Le comité des jeunes de la protection de l’enfance regroupe des jeunes de 13 à 22 ans, qui ont la parole dans le cadre de l’Observatoire départemental de la protection de l’Enfance des Pyrénées-Orientales (ODPE66). Depuis 2017, le département a à cœur de donner la parole aux jeunes à partir de leurs préoccupations, ainsi que de réfléchir à des pistes d’action pour améliorer les services et les pratiques professionnelles.
Dix jeunes ont travaillé sur le thème des idées fausses sur les jeunes en protection de l’enfance pendant plusieurs semaines : Luckas, Sonia, Cassy, Timéo, Mickaël, Clément, Chloé, Lucas, Rosa et Naïma. Cela faisait plusieurs années qu’ils attiraient notre attention régulièrement sur ce sujet.
Cinq jeunes ont pu présenter ce travail collectif lors de la journée d’étude du 5 décembre 2023 organisée par le PRDS (Pôle ressources en développement social), et intitulée Quel pouvoir d’agir face aux situations de violences institutionnelle et sociétale.

Pourquoi est-ce que nous venons parler des idées fausses ?

C’est important de parler des idées reçues pour ouvrir les yeux aux personnes sur la violence de leurs propos, qui peuvent nous mettre en souffrance. Tout le monde a des préjugés, l’école, les professionnels, les autres jeunes sur les jeunes placés.

Les gens en sont restés à la DDASS1, alors forcément ils ont des idées fausses. Et comme ils n’ont pas vécu le placement, ils ne peuvent pas comprendre.

Les gens ont un portrait robot en tête des jeunes suivis en protection de l’enfance. Ça bloque leur vision. Dès que tu dis « je suis placé », ça change le regard.

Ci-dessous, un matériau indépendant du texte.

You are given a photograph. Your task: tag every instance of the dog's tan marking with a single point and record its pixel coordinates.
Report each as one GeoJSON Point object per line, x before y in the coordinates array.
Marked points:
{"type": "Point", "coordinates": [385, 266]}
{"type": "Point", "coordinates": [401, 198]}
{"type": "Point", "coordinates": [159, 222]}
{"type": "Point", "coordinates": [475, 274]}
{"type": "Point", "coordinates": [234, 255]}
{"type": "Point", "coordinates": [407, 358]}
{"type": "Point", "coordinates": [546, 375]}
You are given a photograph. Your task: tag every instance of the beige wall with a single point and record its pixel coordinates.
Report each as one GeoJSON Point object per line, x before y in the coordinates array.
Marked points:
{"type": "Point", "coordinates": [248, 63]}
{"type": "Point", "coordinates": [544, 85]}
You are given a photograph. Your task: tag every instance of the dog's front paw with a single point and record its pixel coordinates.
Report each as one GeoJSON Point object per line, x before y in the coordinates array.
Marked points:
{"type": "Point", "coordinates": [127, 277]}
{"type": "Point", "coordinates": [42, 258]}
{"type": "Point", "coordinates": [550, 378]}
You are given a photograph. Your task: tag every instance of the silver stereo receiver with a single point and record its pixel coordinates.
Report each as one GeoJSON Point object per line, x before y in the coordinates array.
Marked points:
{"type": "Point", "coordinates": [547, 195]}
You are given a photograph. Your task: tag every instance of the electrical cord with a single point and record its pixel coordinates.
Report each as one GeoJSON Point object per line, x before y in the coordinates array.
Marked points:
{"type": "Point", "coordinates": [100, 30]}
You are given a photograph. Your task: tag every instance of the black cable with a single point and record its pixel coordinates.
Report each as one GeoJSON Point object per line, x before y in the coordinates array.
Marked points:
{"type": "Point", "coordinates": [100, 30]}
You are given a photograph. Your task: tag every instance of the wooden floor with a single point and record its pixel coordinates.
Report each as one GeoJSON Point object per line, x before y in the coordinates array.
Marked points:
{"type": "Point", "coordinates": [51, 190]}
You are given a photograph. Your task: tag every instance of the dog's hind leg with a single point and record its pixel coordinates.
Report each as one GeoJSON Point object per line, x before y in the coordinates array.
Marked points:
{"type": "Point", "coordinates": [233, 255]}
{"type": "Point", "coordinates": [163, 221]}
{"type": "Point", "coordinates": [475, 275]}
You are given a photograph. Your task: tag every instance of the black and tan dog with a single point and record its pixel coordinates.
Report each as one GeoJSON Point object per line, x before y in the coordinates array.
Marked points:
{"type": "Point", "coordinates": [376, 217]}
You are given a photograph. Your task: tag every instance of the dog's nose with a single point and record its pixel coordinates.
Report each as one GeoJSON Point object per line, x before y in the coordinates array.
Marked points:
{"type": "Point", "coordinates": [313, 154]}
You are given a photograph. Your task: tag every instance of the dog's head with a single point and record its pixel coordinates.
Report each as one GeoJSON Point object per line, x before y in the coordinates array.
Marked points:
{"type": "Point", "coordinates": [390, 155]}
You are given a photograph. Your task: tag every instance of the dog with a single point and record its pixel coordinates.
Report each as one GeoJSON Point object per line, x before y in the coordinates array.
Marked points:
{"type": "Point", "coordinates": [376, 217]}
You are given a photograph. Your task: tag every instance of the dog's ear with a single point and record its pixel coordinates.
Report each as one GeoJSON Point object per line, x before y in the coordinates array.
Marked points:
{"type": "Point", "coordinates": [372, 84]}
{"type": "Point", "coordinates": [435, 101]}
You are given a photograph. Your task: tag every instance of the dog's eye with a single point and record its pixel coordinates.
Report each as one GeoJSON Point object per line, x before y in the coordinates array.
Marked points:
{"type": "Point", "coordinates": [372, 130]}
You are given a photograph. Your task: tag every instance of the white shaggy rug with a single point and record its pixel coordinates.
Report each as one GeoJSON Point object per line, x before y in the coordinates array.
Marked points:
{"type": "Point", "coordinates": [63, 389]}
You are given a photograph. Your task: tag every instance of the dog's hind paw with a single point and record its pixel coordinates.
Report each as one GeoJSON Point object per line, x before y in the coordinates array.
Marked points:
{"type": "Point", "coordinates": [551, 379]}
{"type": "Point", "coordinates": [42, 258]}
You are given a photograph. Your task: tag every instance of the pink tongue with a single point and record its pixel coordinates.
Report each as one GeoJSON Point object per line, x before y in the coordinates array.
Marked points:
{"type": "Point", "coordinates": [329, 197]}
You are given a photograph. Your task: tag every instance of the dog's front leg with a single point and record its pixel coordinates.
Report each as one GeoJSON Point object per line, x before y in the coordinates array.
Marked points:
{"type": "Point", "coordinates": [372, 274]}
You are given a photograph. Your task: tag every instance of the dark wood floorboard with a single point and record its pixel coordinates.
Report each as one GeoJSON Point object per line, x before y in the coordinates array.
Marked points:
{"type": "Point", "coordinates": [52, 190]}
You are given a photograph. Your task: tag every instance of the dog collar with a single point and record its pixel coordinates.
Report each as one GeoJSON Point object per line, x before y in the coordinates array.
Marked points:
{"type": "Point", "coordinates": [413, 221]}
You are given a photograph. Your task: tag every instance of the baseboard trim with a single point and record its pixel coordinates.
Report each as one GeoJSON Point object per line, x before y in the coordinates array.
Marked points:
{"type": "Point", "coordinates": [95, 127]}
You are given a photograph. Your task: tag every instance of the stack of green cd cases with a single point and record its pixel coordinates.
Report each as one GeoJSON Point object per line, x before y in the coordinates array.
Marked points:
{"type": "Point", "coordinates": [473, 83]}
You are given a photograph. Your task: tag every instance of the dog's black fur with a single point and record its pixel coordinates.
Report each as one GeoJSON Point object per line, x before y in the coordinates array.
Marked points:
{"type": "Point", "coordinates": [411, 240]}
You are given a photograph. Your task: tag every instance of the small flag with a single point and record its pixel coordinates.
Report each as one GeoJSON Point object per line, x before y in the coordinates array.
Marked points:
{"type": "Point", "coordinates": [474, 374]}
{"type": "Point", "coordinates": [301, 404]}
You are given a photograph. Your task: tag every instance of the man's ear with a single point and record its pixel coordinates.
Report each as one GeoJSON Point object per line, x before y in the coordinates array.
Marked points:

À force d’entendre des préjugés, nous ça nous rabaisse et on finit par y croire.

Malheureusement, on n’a pas écrit toutes les idées reçues ; il y en a beaucoup d’autres.

Idée reçue n° 1 : les jeunes en foyer sont tracassés mentalement

Un·e jeune disait : « Lors de mon inscription dans un internat au lycée, quand la CPE2 a appris que j’étais placée, elle ne voulait plus me prendre. Elle pensait que les enfants placés sont des personnes tracassées mentalement. »

Idée reçue n° 2 : les jeunes en foyer sont des délinquants

Un·e jeune disait : « Au collège, quand j’ai dit à une copine que j’étais en foyer elle a eu une réaction vive : ‘Pourquoi t’es en foyer, tu ne fais pas de bêtises !’ » 

Un·e jeune disait : « Quand il a su que j’étais placé, un pote m’a dit : ‘On va pouvoir faire encore plus de conneries’. »

Il y a beaucoup de films sur les enfants placés qui déforment et qui montrent que nous sommes tous cons ou délinquants. C’est souvent ce que l’on voit dans les films ou les reportages sur les foyers, et ça donne une fausse image de la réalité. « Quand un film sort sur les foyers, s’il n’y a pas de baston ça ne marche pas. »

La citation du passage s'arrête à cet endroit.